1980 U.S. Olympic swim team member, former U.S. national team swim coach, and four-decade coach of San Ramon Valley Aquatics Richard Thornton died while heading out to surf in Santa Cruz on Thursday, according to his family.
Olympic swimmer Richard Thornton might have been a better-known swimmer, had his 1980 U.S. Olympics team not been part of the boycott of the 1980 Moscow Summer Olympics. But his legend was huge in the the Bay Area, as he went on to coach the U.S. national swim team, and co-founded and coached San Ramon Valley Aquatics for nearly 40 years.
Thornton died unexpectedly Thursday of apparent unknown causes while heading out to surf at a Santa Cruz beach known as The Hook, according to the Chronicle. He was 65.
Richard Thornton, head coach of San Ramon Valley Aquatics since 1984, died in Santa Cruz, his family said Thursday. https://t.co/cyvqoR1QNd— NBC Bay Area (@nbcbayarea) January 5, 2024
There is some dispute over Thornton’s cause of death.
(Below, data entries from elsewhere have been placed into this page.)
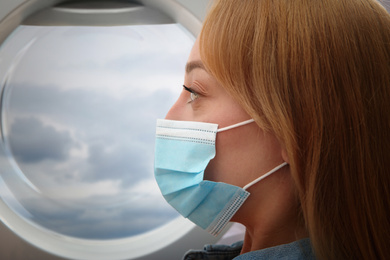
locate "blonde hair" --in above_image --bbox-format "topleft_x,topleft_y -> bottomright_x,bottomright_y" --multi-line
200,0 -> 390,259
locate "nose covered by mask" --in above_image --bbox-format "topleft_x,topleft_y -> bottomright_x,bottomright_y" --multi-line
154,119 -> 287,235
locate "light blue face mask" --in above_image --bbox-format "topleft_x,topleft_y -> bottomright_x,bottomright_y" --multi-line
154,119 -> 287,235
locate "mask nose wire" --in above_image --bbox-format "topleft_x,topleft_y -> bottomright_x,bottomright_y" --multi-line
217,119 -> 255,133
243,162 -> 288,190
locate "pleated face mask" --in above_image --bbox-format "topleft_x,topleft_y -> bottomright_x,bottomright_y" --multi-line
154,119 -> 287,235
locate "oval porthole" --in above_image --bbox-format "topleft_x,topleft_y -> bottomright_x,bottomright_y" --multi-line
0,1 -> 229,259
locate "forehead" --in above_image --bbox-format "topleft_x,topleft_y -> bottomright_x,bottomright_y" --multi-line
187,39 -> 201,63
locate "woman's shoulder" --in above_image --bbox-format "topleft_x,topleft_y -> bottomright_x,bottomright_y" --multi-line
183,238 -> 315,260
234,238 -> 315,260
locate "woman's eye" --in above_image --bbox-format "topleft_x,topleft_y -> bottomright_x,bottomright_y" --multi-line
190,92 -> 199,101
183,85 -> 199,103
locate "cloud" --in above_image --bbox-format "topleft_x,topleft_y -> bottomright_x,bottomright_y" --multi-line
0,25 -> 193,239
9,117 -> 75,163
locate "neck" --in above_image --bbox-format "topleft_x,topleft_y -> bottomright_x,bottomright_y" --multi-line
232,171 -> 308,254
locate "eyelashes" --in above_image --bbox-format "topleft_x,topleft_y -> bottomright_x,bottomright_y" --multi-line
183,85 -> 199,103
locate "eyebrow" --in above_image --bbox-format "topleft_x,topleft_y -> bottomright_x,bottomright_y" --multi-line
186,60 -> 206,74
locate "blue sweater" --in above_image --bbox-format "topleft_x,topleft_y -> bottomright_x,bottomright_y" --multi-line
183,238 -> 315,260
A Thursday Facebook post from Thornton’s brother Marc says Thornton "passed away surfing today.” But an update from the Bay Area News Group says “initial reports Richard died while surfing are inaccurate,” and that “Thornton died while stepping into the water but the cause of death is unknown.”
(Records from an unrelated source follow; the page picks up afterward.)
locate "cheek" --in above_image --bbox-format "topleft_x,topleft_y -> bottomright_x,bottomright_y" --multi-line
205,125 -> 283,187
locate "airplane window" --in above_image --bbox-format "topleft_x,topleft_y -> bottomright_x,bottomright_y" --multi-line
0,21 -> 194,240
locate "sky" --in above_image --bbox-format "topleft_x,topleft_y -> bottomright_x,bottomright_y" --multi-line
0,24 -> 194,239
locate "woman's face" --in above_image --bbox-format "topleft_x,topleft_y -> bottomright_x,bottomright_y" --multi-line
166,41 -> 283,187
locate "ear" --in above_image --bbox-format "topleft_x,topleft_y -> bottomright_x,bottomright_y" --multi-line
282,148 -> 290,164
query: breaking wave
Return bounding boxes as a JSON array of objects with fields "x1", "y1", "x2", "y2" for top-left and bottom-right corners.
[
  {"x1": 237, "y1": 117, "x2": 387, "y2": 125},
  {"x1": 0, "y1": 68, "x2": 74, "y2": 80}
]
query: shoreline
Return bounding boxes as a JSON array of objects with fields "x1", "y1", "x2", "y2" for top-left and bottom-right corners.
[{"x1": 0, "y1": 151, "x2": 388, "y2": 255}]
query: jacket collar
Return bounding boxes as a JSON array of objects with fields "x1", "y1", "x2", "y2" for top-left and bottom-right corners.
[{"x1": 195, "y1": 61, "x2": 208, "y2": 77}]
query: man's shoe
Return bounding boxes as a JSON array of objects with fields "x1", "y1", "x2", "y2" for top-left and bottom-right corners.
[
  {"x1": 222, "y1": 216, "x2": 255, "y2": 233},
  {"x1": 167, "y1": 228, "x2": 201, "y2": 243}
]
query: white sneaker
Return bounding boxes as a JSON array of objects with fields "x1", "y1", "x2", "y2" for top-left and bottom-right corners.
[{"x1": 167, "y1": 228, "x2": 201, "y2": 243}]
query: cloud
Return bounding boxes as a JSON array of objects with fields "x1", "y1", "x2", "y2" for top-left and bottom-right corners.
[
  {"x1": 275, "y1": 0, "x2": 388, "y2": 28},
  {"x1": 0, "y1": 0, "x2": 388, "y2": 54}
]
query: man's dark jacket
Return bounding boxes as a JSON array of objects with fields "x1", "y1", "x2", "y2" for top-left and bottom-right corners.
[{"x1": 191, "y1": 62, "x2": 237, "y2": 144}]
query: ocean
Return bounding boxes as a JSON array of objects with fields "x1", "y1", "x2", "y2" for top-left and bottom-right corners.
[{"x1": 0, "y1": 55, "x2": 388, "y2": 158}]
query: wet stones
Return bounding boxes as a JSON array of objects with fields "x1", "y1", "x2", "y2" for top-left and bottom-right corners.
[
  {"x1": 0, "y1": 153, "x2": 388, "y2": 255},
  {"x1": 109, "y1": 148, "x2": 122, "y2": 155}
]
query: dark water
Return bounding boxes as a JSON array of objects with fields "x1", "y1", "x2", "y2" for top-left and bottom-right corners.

Regardless, Richard Thornton may have peaked as a swimmer on a 1980 Olympics team that ended up not competing, but he would impact the lives of generations of Bay Area competitive swimmers, and even Olympic gold medalists. He co-founded San Ramon Valley Aquatics, a year-round swim program for swimmers of all ages, in 1985, and in 1995, coached the 1995 US World Championships team in Rio de Janeiro.
As the publication SwimSwam explains, in San Ramon Thornton coached future Olympian Matt Bondi, who would become an eight-time gold medalist (1984, 1988, and 1992). Thornton also coached Pan Pacific Championships gold medalist Sarah Anderson (now Sarah Anderson Cramer).
“Rich had one of the biggest impacts on my life,” Anderson Cramer said in a Facebook post. “He was an outstanding person and someone I truly loved and respected. By the end of my swimming career I considered him a member of the family. Heaven called home one of the best today. Trying my best to smile through the tears! Sending all my love to the Thorntons.”